US 12,265,592 B2
Model aggregation for fitted Q-evaluation
Kohei Miyaguchi, Tokyo (JP)
Assigned to INTERNATIONAL BUSINESS MACHINES CORPORATION, Armonk, NY (US)
Filed by INTERNATIONAL BUSINESS MACHINES CORPORATION, Armonk, NY (US)
Filed on Dec. 9, 2021, as Appl. No. 17/546,629.
Prior Publication US 2023/0185877 A1, Jun. 15, 2023
Int. Cl. G06F 17/17 (2006.01); G06Q 10/0639 (2023.01); G06Q 30/0601 (2023.01); G06Q 50/04 (2012.01)

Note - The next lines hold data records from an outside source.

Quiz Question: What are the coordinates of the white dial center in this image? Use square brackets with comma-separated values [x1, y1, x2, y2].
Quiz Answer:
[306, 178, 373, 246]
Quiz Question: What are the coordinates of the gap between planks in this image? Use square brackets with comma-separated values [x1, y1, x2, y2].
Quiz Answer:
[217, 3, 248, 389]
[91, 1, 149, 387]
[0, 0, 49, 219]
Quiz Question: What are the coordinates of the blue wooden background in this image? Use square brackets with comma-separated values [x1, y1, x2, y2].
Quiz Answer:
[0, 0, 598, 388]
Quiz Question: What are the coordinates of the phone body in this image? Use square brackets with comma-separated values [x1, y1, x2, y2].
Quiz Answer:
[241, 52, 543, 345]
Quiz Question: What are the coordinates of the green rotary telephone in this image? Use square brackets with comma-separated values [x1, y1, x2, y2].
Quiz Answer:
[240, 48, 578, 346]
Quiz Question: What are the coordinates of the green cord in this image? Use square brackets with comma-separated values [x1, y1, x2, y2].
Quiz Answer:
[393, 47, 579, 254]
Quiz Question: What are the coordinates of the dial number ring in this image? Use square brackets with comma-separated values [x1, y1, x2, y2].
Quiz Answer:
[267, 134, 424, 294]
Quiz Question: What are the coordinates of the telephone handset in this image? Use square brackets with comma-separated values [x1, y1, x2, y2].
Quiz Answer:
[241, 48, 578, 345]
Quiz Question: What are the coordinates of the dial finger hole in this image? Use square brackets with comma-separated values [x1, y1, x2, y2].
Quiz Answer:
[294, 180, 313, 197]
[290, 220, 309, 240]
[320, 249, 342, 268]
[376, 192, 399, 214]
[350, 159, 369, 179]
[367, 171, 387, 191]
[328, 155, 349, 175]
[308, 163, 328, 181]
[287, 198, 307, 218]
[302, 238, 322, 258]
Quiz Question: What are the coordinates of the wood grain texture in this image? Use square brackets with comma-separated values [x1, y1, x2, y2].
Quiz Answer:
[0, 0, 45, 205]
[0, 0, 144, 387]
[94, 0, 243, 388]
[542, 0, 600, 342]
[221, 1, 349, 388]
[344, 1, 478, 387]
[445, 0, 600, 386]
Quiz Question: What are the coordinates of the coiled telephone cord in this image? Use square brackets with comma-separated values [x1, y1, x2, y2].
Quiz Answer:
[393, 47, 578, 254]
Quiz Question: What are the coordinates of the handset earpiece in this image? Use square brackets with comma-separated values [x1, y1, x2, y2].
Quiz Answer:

CPC G06F 17/17 (2013.01) [G06Q 10/06393 (2013.01); G06Q 30/0631 (2013.01); G06Q 50/04 (2013.01)] 25 Claims
OG exemplary drawing
 
1. A computer-implemented method for value function estimation, comprising:
(a) obtaining offline data D and a policy π, the offline data D including a set of tuples of a state, an action, a reward, and a resulting state;
(b) setting an initial value of an estimated value function Q0π to zero and an initial value of a time step h to 1;
(c) computing, for each of candidate models {Mk}k=1K of an environment, a bootstrapping estimator δk that estimates a value function Qhπ at time step h based on the offline data D and an estimated value function Qh-1π at time step h−1 to obtain a candidate of an estimated value function Qk,h for each of the candidate models {Mk}k=1K, where k denotes the index of the models and K denotes the number of the models;
(d) computing, for each candidate of the estimated value function Qk,h, a model selection criterion C(Qk,h; D, π, Qh-1π), where the model selection criterion C(Qk,h; D, π, Qh-1π) is a function to quantify a negative quality of the candidate of the estimated value function Qk,h based on the offline data D, a policy π to evaluate, and the estimated value function Qh-1π at time step h−1;
(e) selecting a candidate of an estimated value function Qk*,h as an estimated value function Qhπ at time step h, where Qk*,h has a minimum value of the criterion C(Qk*,h; D, Qh-1π) among each candidate of the estimated value function Qk,h;
(f) repeating steps (c) to (f) with incrementing time step h until time step h reaches an end of a time step H; and
(g) outputting an estimated value function QHπ at the time step H.